Table 2 shows differences between students dichotomized into matched and unmatched learning and teaching styles. The matched group had fewer average attempts; and roughly the same number of students was successful at eventual IV placement in the matched and unmatched groups. Noted findings were not statistically significant. When looking across instructional style arms, the students with a notable difference in outcomes were self-perceived kinesthetic learners who were matched to a kinesthetic instructor, when compared to their counterparts who were unmatched (χ2 = 3.28, p = 0.07). Results for matched versus unmatched learners assigned to visual and auditory groups were not statistically significant (p = 0.92 and p = 0.40, respectively). Furthermore, there was no statistical difference when comparing matched students to those with the same learning style who were unmatched (auditory, p = 0.47; kinesthetic, p = 0.77; visual, p = 0.91). With regards to students’ rating of teaching style, matched students, as a whole, rated the teaching style higher than their counterparts in unmatched groups (p = 0.07).
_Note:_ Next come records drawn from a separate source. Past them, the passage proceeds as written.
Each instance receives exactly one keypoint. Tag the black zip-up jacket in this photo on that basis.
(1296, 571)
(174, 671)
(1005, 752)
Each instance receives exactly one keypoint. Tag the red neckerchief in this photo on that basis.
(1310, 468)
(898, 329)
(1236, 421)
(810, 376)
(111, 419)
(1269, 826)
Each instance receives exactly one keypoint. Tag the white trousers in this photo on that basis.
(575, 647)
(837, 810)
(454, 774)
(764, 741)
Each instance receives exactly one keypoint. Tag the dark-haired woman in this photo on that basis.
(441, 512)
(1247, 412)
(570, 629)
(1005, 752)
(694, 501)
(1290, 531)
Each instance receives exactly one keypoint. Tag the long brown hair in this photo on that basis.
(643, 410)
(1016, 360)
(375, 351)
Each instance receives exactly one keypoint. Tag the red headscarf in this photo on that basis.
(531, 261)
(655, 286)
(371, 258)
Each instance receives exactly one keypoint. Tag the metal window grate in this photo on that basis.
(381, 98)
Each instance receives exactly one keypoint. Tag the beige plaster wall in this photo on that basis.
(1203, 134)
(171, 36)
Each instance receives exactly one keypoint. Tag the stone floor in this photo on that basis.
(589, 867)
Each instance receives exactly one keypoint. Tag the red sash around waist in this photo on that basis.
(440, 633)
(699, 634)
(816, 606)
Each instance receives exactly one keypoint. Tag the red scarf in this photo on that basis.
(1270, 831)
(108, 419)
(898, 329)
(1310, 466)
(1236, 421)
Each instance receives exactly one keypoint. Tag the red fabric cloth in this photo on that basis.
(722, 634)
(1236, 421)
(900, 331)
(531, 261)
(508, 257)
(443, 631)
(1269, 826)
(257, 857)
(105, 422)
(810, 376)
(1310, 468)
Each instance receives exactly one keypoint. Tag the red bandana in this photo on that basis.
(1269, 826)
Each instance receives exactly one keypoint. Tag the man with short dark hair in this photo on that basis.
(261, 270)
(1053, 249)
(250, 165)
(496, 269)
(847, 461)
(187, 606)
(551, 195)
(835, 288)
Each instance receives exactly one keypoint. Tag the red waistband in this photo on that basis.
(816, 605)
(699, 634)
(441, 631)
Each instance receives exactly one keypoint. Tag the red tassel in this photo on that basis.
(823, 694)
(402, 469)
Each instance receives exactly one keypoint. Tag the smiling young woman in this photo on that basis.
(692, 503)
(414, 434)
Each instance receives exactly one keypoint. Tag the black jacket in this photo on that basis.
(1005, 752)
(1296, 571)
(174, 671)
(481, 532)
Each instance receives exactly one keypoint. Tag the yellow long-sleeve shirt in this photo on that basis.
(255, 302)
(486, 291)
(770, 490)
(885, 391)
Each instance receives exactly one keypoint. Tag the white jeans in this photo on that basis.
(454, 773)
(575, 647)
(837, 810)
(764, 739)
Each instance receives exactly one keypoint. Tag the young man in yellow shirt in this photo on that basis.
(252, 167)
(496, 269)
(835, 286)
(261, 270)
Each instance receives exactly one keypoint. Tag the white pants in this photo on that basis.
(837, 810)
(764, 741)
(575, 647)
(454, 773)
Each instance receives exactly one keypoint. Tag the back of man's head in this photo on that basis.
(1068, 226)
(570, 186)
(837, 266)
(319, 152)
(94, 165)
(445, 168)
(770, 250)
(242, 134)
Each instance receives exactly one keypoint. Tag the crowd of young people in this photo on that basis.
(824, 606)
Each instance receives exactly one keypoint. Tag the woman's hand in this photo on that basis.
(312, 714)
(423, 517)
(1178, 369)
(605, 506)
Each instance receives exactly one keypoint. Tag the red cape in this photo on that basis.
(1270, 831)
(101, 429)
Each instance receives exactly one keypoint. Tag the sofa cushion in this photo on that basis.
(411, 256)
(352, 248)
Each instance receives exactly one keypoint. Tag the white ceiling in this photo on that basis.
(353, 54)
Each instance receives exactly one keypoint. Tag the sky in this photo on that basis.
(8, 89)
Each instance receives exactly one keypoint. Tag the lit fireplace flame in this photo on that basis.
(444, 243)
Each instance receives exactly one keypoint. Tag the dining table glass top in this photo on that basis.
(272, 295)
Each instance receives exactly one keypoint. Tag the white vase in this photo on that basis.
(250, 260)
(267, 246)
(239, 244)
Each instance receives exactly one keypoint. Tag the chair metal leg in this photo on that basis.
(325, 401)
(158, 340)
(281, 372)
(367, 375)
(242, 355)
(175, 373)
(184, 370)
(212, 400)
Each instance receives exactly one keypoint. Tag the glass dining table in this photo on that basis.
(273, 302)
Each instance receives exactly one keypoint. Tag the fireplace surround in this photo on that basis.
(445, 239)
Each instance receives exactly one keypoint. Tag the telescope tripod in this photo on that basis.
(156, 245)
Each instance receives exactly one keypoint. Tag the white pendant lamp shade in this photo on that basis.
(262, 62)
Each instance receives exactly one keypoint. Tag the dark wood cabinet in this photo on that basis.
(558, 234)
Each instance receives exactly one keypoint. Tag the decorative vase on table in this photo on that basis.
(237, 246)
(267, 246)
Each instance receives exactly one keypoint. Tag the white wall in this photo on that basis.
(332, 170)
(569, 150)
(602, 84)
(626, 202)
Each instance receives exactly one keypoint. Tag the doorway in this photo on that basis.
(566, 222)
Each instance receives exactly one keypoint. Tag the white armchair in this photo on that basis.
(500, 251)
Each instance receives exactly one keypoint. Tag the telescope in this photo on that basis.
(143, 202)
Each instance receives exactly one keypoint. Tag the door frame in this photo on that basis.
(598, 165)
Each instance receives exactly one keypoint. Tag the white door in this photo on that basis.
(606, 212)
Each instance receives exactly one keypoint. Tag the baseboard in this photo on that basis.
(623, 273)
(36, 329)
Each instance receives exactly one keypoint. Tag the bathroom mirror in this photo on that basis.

Table 2 Comparison of matched versus unmatched learning and teaching styles by assigned group


Consistent with previous studies, there were no statistical differences across age and gender in learning style [5, 7]. Students were least likely to self-identify with the auditory learning style, which is also consistent with prior findings [8]. Conversely, few students reported multiple learning styles, which is inconsistent with prior findings [1, 7, 9]. According to survey design and survey instructions, students were asked to choose only one learning style. Multimodal learning style was not an option, thus creating an artificial unimodal bias.

An analysis of students’ self-reported learning style against the number of attempts needed to place an IV was examined. This data could identify if students’ preference for a particular learning styles correlated with swifter success in IV placement. It appears that the self-reported kinesthetic learners needed fewer attempts to place the IV catheter, although the results did not reach significance. This may rest in the fact that the topic at task was intrinsically kinesthetic.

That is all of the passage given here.